Wassiliewska, Galina

Wassiliewska

Galina Wassiliewska; Arbeitseinsatz in Augsburg, Streichholzfabrik Biehr

Auch Galina traf ich bereits im März 2006 in Kiew. Im Alter von 12 Jahren wurde sie nach Deutschland, nach Augsburg deportiert. Mittlerweile ist sie 77 Jahre alt, sieht aber deutlich jünger aus. Der Vater von Galina wurde bereits 1933 unter Stalin aus politischen Gründen nach Sibirien deportiert, als er zehn Jahre später aus dem Straflager entlassen wird, kehrt er nach Kiew zurück. Seine Frau will nicht mit ihm in den Kaukasus, so trennen sich beide und der Vater von Galina heiratet nochmals. Kurz danach wird er zum Kriegsdienst einberufen. Sie sieht ihren Vater nach dem Krieg nur noch wenige Male, zur Geburt ihrer Tochter 1961 besucht er sie. Dann trennen sich die Wege.

1942 wird Galina gemeinsam mit ihrer Mutter nach Augsburg deportiert. Die Mutter ist 33, sie ist 12 Jahre. In Augsburg arbeitet Galinas Mutter in der Fabrik, ihre Behandlung ist demütigend. Auch Galina arbeitet einen halben Tag in der Fabrik des Streichholzfabrikanten Biehr in der Nähe der Kahnfahrt in der Nähe der Jakobermauer. Galina macht mir eine Skizze von der Lage des Betriebes.. Die Streichholzfabrik wurde während der Bombardierungen 1944 vollständig vernichtet.

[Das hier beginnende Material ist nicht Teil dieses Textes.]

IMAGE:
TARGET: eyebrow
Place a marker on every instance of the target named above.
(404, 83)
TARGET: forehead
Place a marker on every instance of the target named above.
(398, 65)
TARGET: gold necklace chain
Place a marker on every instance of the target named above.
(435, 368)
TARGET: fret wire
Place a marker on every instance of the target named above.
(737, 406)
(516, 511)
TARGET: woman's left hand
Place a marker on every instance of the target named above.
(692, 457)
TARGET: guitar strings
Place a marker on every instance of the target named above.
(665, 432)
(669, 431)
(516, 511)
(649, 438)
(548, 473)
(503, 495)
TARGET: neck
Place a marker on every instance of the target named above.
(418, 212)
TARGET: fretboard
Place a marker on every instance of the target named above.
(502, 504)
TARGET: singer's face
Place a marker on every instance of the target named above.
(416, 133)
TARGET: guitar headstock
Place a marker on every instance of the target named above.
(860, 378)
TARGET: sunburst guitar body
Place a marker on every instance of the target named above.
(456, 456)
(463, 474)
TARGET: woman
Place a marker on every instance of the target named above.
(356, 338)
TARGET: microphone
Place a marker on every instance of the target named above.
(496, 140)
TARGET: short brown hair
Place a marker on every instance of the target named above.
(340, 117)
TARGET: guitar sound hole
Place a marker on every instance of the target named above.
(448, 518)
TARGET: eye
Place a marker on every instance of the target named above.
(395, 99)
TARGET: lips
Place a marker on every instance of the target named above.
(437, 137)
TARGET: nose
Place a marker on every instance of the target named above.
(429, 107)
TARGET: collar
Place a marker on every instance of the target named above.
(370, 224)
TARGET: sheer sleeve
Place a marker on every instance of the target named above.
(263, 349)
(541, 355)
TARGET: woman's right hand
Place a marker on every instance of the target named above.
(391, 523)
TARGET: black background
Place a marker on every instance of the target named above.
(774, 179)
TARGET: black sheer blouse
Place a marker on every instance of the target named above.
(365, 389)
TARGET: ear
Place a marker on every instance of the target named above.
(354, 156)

Die Baracken der Zwangsarbeiter befanden sich auf dem Werksgelände, neben den Ostarbeitern waren auch Franzosen bei Herrn Biehr beschäftigt. Die Direktorin nahm sie gerne am Nachmittag mit in die Stadt zum Einkaufen, manchmal durfte sie sogar alleine in die Stadt gehen. Frau Erna Biehr war eine warmherzige, humorvolle Frau, sie sang sehr gerne und liebte die Natur. Galina hat nur gute Erinnerungen an Frau Biehr und bittet mich, ihr Grab zu finden und Blumen niederzulegen. Ich verspreche, mich darum zu bemühen.

Galina ist sehr aufgeregt, mich zu treffen, sie setzt mehrere Male an und verliert manchmal den Faden, sie ist zu aufgewühlt. Galina musste viele Schicksalsschläge überstehen. Die Tochter verunglückte tödlich, so zog sie ihre beiden Enkelkinder auf. Mittlerweile sind die Enkelkinder 19 und 25 und die einzige Freude im Leben von Galina. Glücklicherweise besuchen die Enkel ihre Oma regelmäßig. Ihr Mann sitzt nach einem Schlaganfall im Rollstuhl.

Ich bin besonders betroffen davon, dass Sie mir die Bilder ihrer Tante und ihres Onkels zeigt und mich fragt: „Sehen so die Gesichter einer minderwertigen Rasse aus?“ Noch nach über 65 Jahren sitzt die Demütigung durch die Nazis tief.

Galina ist fast blind. Ihr Mann ist kein Kriegsveteran, daher zahlt die Krankenkasse auch nicht notwendige Operationen. Ältere Menschen in der Ukraine vermeiden daher, wenn es sich vermeiden lässt, operative Eingriffe, denn die müssten sie selber bezahlen. Aber es gibt eben zweierlei ärztliche Versorgung : die eine für die Reichen, die andere ist eine reine Notversorgung für diejenigen, die über kein Geld verfügen. Es gibt eine Liste derjenigen Medikamente, die für Pensionäre kostenlos sind, alle anderen müssen bezahlt werden. Aber woher das Geld nehmen, bei gerade mal 120 Euro Pension?

Wie schon im letzten Jahr überreiche ich Frau Wassiliewska einen Geldbetrag und sie ist überglücklich. Ich verspreche, sie beim nächsten Male wieder zu besuchen.